If SB 1047 is vetoed, it’s plausible that no comparable legal protection will exist in the next couple of years, as Congress does not appear likely to pass anything like this any time soon.
The bill’s text can be found here. A summary of the bill can be found here. Longer summaries can be found here and here, and a debate on the bill is here. SB 1047 is supported by many academic researchers (including Turing Award winners Yoshua Bengio and Geoffrey Hinton), employees at major AI companies and organizations like Imbue and Notion. It is opposed by OpenAI, Google, Meta, venture capital firm A16z as well as some other academic researchers and organizations. After a recent round of amendments, Anthropic said “we believe its benefits likely outweigh its costs.”
SB 1047 recently passed the California legislature, and Governor Gavin Newsom has until September 30th to sign or veto it. Newsom has not yet said whether he will sign it or not, but he is being lobbied hard to veto it. The Governor needs to hear from you.
How you can help
If you want to help this bill pass, there are some pretty simple steps you can do to increase that probability, many of which are detailed on the SB 1047 website.
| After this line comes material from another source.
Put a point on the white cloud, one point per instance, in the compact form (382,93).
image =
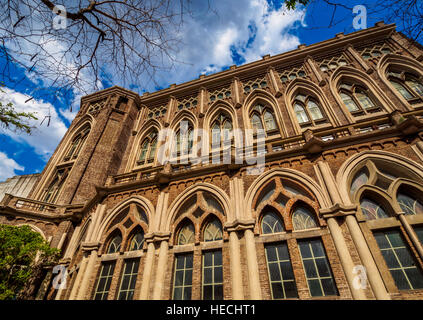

The most useful thing you can do is write a custom letter. To do this:
Make a letter addressed to Governor Newsom using the template here.
Save the document as a PDF and email it to leg.unit@gov.ca.gov.
In writing this letter, we encourage you to keep it simple, short (0.5-2 pages), and intuitive. Complex, philosophical, or highly technical points are not necessary or useful in this context – instead, focus on how the risks are serious and how this bill would help keep the public safe.
Once you’ve written your own custom letter, you can also think of 5 family members or friends who might also be willing to write one. Supporters from California are especially helpful, as are parents and people who don’t typically engage on tech issues. Then help them write it! You can:
Call or text them and tell them about the bill and ask them if they’d be willing to support it.
Draft a custom letter based on what you know about them and what they told you.
Send them a completed letter as a PDF and ask if they’re willing to send it to the Governor’s office using the instructions above.
Organize an event! Consider organizing a letter writing event to help get even more letters. Please email thomas@safe.ai if you are interested.
Thanks. I sent in a letter.
I’m confused about the “it’s gotta be a PDF” but, I guess arbitrary bureaucracies gotta arbitrary bureaucracy.